2. Support and resistance
The moving averages can act as support and resistance lines. In an
up-trend, the SMAs below the rising price can act as support levels. If
there is a retracement, the price is likely to bounce off the moving
averages. It is the same for a downtrend movement, that the SMAs above
the falling price can act as resistance levels.
As shown in the chart below, EUR/USD has experienced a strong
downtrend since April 2005. The price retraced a couple of times to the
10 day SMA, however failed to break through and followed with subsequent
drops.
The longer the time frames of moving averages are regard as stronger
support or resistance than shorter time frames ones. When the price hits
the longer time frame moving average, it means a stronger retracement.
Traders can combine the candlestick patterns when decide to trade with
the moving averages. For instance, a selling decision in a downtrend can
be confirmed by price retracement to a 20 day SMA level and a bearish
engulfing pattern.
3. Crossovers Signals
Whenever a shorter-term moving average crosses over a longer-term
one, it indicates that there is a momentum shift. Traders can use this
opportunity to enter a trade in the direction of the crossover.
Since the shorter-term moving averages react more quickly to the
market price, a crossover indicates a change of sentiment in the market.
In the chart below, the 10-day SMA cut above the 20-day SMA in April
2006, it was a bullish crossover. It indicated an upward momentum. Later
in June 2006, the 10-day SMA cut below the 20-day SMA, it indicated the
up-trend had lost its momentum and the downtrend was in control.
Traders can use the crossovers as entry and exit signals of trades.

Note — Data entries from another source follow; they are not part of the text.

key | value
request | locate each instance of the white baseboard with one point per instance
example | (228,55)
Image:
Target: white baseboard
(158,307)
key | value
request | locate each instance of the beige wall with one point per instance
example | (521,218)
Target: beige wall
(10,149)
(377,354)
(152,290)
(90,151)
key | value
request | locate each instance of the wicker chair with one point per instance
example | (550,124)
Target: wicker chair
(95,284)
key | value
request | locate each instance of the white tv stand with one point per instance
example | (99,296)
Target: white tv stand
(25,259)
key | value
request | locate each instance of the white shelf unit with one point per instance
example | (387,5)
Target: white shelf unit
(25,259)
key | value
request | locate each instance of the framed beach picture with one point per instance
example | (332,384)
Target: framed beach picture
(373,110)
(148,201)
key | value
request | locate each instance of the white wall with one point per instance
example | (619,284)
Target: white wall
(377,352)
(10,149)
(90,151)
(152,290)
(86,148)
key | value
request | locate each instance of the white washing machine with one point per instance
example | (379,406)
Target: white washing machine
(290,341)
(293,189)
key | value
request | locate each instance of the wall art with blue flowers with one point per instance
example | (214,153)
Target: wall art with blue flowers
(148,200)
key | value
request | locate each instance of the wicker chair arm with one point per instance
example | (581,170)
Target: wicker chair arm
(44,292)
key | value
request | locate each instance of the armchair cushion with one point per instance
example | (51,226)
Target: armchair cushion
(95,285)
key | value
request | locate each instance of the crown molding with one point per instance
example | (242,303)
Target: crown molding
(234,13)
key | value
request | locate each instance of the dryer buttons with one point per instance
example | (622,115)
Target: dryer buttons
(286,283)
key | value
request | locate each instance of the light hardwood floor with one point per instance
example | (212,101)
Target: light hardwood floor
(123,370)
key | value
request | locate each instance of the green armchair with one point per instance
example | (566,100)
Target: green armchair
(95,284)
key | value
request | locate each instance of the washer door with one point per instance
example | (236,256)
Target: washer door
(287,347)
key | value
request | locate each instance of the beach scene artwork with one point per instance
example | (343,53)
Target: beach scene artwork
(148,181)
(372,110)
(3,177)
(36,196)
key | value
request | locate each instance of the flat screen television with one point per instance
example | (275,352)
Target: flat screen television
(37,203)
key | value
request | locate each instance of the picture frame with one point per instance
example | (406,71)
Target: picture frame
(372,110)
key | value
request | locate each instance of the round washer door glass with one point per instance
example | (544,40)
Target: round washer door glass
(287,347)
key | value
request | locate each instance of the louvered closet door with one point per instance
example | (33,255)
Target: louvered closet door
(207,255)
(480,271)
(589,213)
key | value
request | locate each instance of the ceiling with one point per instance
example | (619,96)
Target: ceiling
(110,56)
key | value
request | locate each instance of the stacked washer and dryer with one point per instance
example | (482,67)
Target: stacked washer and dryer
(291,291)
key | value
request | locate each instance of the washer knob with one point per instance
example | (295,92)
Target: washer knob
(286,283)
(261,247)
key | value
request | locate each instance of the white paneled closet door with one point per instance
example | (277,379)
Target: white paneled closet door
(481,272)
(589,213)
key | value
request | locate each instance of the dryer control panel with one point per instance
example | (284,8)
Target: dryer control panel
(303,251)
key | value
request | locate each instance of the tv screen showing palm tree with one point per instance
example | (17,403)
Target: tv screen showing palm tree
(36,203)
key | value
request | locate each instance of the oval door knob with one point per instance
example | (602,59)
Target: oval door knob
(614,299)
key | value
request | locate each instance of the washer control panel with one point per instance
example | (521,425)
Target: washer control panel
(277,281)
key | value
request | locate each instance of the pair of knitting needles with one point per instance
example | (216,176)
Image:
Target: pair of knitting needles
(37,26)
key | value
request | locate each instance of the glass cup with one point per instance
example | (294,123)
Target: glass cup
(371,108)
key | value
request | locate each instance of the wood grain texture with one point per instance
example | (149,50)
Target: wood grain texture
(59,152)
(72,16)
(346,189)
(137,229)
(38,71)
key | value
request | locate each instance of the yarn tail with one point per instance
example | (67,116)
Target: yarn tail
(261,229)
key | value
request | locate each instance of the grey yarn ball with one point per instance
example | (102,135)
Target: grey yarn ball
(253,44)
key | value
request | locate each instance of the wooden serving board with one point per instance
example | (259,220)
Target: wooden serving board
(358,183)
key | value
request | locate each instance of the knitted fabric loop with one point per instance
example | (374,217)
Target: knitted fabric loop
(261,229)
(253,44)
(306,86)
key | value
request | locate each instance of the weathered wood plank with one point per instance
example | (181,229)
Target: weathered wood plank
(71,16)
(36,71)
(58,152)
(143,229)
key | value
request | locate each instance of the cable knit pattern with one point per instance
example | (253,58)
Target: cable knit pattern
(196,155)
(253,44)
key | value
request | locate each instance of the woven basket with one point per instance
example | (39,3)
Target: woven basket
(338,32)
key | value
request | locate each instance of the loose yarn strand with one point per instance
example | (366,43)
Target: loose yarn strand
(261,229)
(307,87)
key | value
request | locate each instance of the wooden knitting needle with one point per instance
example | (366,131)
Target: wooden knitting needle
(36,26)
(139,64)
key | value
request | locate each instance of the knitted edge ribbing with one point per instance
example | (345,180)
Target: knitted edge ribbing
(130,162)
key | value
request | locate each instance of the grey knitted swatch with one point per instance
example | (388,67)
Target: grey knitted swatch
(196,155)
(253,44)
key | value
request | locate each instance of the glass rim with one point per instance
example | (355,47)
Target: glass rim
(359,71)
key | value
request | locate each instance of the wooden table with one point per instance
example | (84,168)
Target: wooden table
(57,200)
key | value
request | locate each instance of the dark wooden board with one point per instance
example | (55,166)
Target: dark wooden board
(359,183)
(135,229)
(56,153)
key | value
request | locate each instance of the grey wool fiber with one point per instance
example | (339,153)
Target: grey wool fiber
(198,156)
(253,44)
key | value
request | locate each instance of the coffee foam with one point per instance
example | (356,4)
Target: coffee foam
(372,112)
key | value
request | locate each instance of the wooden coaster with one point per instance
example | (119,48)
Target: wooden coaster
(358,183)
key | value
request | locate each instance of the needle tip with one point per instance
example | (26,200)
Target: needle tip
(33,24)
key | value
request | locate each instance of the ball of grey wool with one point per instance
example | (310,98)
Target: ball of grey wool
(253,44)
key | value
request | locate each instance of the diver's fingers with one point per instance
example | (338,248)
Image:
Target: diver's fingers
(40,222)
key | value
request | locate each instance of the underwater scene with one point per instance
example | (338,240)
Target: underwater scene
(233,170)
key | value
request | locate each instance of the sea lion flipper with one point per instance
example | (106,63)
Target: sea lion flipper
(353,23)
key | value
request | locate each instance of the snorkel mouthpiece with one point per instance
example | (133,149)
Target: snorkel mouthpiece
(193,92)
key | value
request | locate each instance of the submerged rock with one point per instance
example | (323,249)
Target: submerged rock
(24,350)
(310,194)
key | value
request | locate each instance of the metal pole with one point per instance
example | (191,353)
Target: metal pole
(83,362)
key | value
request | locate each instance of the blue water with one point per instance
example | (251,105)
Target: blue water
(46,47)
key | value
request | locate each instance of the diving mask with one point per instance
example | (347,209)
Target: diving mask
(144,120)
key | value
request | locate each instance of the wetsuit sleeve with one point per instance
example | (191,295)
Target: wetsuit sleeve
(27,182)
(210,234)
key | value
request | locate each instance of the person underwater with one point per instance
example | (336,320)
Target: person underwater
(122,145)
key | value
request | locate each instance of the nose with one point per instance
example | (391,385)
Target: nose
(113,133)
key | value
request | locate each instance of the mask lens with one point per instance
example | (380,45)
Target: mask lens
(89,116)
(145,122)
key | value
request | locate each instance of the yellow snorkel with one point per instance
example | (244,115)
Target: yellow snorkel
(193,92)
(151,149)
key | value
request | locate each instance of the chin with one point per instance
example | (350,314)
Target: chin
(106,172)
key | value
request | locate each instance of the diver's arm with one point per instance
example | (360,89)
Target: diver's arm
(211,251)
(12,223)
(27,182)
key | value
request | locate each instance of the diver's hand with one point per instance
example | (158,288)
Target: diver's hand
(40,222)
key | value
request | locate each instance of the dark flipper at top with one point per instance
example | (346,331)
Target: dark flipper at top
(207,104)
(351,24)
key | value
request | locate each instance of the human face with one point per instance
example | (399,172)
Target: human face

The shorter term moving averages generate more crossovers as they
react more quickly to the market. However, they also generate more false
signals. Traders are recommend to trade the moving averages along with
other technical analysis tools, like candlestick patterns or other
technical indicators.
Limitations of Moving Averages
Moving averages are best to apply in a strong trending market,
otherwise, there can be too frequent crossovers that includes many false
signals.
In the chart below, USD/CHF was going an up-trend and there were many
retracements to the support line. There were numerous crossovers
between the 10-day SMA and 20-day SMA. In this case, the crossovers were
inexact signals and they do not take into account the price in relation
to the support level. Trading based on SMA crossovers requires caution
and better to wait for other signals or candlestick patterns to confirm
the trade once a crossover signal occurs.